December 11, 2004

Letter to the Paper XXXVI

David Sucher relays a Matthew Yglesias diss of David Brooks' recent column on Social Security reform. They're both all wet and Brooks is right but I find it interesting that both critics seem to have misunderstood what "trusting the market" really is about. That phrase is simply about what sort of heuristic do you have when you have imperfect information and you need to decide between a market solution or a government solution to a problem and it seems both writers missed it. As a bonus, David Sucher tries to make the case that if you're an intellectual, you can't really understand markets and only those who are business investors/owners are in a position to really do so.

Anyway, here's my comment on David Sucher's blog:


I think I'll frame this article as a prime example of anti-intellectualism on the left. Really, if you haven't invested in a business but have acted as an intellectual (whether "sort of" or the real kind) your positions are not as worthy as somebody who has fought in the trenches. That's almost a textbook case of soft anti-intellectual bias. It's like dissing Machiavelli because he never, you know, actually ran a country.

Moving along, I think that both you and Yglesias are misinterpreting Brooks and every other free marketeer out there who talks about trusting the market. Given perfect information, those who trust the market v those who distrust it will always pick the most optimal solution between two candidate solutions, one being market oriented, the other government oriented.

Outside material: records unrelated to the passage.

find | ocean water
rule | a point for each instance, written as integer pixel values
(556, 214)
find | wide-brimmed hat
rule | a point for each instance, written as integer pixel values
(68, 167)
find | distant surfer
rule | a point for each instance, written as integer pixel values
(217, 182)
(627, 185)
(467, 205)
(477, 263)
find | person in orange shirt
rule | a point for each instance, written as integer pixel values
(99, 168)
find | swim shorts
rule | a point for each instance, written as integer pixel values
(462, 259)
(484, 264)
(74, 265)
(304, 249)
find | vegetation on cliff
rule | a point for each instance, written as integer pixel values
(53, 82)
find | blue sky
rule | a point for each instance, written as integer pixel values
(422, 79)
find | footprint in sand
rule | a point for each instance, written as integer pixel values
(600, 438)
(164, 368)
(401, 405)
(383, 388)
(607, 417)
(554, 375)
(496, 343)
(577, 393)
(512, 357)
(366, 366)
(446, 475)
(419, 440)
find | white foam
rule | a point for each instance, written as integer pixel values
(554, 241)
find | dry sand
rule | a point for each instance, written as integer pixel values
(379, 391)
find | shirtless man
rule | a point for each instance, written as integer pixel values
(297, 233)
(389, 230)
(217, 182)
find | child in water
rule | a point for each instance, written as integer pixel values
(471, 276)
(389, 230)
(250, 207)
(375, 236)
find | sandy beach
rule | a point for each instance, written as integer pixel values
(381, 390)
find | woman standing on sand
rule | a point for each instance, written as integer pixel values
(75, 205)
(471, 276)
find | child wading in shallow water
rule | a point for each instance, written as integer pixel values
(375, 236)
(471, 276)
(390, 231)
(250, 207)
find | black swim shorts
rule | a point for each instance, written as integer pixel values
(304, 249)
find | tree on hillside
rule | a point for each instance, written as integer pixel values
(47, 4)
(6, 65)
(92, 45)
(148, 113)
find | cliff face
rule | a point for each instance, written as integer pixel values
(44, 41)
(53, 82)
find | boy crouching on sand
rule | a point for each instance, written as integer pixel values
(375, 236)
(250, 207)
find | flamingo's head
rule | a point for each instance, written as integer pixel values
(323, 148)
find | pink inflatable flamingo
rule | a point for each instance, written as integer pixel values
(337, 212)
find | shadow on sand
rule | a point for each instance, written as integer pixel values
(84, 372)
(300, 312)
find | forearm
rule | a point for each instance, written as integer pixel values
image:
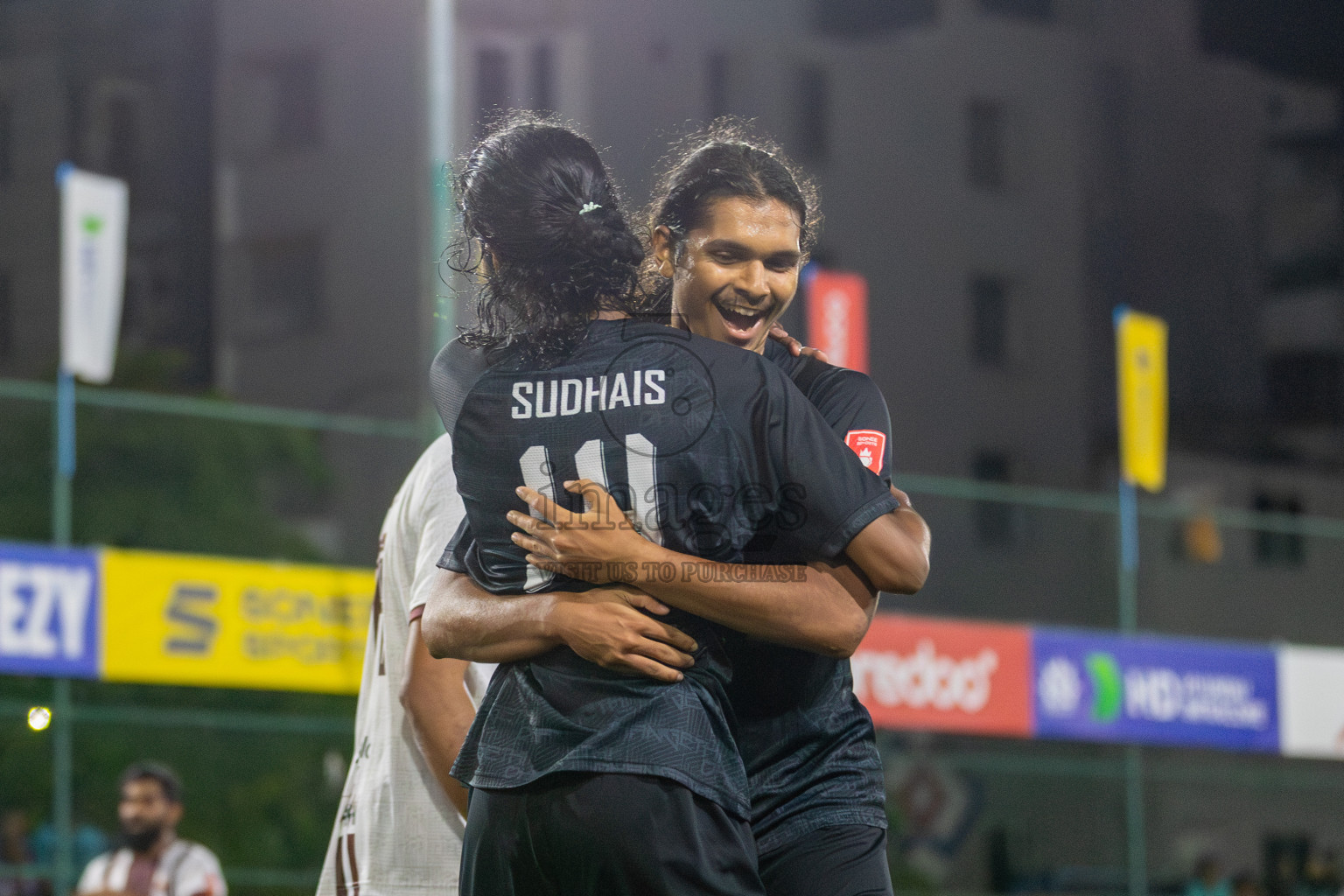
(800, 606)
(892, 551)
(466, 622)
(440, 710)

Given imperfect information, where you really can't guarantee how things are going to turn out, those who "trust the market" will have a higher propensity to guess that the market solution will be superior to the government solution than those who distrust the market.

You can say that it all reduces down to some sort of trite truism that those who trust, will trust. That doesn't make it "bullshit" nor do I think it particularly galling at this stage of the game when there is so little actual information out there that the only people seriously peeved or revved about Social Security reform are gathering to tribal banners, not really expressing anything about policy.

Having read the Brooks article, it seems to me that he's making a sociological observation about the Democrat tribe qua tribe. The old head shaman has retired and some of the new ones are dabbling in dark magic, preparing the tribe for a dirty fight. Some other shamans are looking to bring the tribe forward to a different path.

At a certain point, the reform proposals will come out and we'll get to the point of hashing out policy. That's going to be way after we've finished with our tribal posturing. That tribal posturing really is going to determine the battlefield. Are we going to have a new "no child left behind" bill which merely sets the stage for further reform as the measurement data comes in? Are those on the right going to go for the brass ring straight off? It all depends on the tribal alignments and who trusts what. That's what Brooks seems to be talking about and I find it interesting.